7. Hatten die Mitarbeiter des BfV vor Eintreffen der Polizei oder unmittelbar
nach Eintreffen der Polizei, dienstliche Geräte und/oder Dokumente
sichergestellt?

Und wenn ja, wo befinden sich diese jetzt (bitte nach Asservaten, die im
BfV verblieben sind bzw. Zeitraum des Verbleibs beim BfV bis zur Übergabe
an das BKA auflisten)?
Vor dem Hintergrund, dass im Rahmen der Sachleitungsbefugnis nur die Polizeibehörden
und die zuständigen Staatsanwaltschaften zur Sicherstellung bzw.
Beschlagnahme befugt sind, haben die Beamten des BfV zu keinem Zeitpunkt
dienstliche Geräte oder Dokumente sichergestellt.

8. Wurden anhand der Asservate (Kommunikationsmittel wie Handy und
Computer) Verbindungsdaten des „Corelli“ und Kontaktpersonen rekonstruiert?
Und wenn ja, durch welche Behörde?

Und konnte in diesem Zusammenhang auch die Kommunikation zwischen
„Corelli“ und seinen Betreuern vom BfV gefunden werden?
Wenn ja, seit wann, und was waren die wesentlichen Ergebnisse der Rekonstruktion?
Im Zusammenhang mit dem o. g. Ermittlungsverfahren des GBA werden die
Asservate, so auch die Kommunikationsmittel im Hinblick auf die Feststellung
der Urheberschaft und Verbreitung der CD „NSU/NSDAP“ sowie auf mögliche
Bezüge zum NSU ausgewertet. Hier werden auch die Kontakte und Kommunikationsdaten
betrachtet.
Eine mögliche Kommunikation zwischen „Corelli“ und dem BfV fällt hingegen
nicht in den Bereich der bereits genannten Ermittlungsziele im Verfahren des
GBA.
Eine Rekonstruktion von Verbindungen, insbesondere in den letzten Tagen vor
der Feststellung der Leiche, betrifft allein die Zuständigkeit der Todesermittlungsbehörde
(PP Bielefeld); ihr sind die diesbezüglichen Daten aus den hiesigen
Asservaten zur ggf. eigenen Bewertung übermittelt worden.

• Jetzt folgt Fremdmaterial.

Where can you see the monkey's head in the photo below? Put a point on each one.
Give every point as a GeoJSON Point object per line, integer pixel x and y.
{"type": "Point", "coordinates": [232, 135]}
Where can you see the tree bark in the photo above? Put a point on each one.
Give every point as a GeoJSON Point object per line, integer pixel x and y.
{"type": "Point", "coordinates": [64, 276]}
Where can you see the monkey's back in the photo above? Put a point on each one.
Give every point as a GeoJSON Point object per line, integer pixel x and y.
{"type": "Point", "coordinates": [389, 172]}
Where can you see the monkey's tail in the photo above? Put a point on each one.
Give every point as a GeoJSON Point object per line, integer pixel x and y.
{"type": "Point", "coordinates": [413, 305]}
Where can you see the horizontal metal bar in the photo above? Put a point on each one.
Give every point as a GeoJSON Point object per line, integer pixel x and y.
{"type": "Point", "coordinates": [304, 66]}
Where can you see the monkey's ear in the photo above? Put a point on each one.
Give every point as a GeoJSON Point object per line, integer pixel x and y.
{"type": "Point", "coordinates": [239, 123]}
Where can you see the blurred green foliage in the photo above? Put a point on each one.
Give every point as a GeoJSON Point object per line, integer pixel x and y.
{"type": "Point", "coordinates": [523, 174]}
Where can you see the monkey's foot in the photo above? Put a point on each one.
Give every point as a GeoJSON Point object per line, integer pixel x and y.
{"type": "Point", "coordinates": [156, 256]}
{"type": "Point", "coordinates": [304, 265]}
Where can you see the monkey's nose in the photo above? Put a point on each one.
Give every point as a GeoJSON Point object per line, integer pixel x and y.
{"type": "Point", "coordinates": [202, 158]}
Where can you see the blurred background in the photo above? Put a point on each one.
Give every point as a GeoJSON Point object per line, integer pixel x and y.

9. Warum ist die Auswertung des Mobiltelefons oder der Mobiltelefone
durch das BKA erst später geschehen?
Die Auswertung der elektronischen Asservate erfolgte ohne zeitlichen Verzug.
10. Wenn nein, warum ist die Auswertung bis heute nicht erfolgt?

Auf die Antwort zu Frage 9 wird verwiesen.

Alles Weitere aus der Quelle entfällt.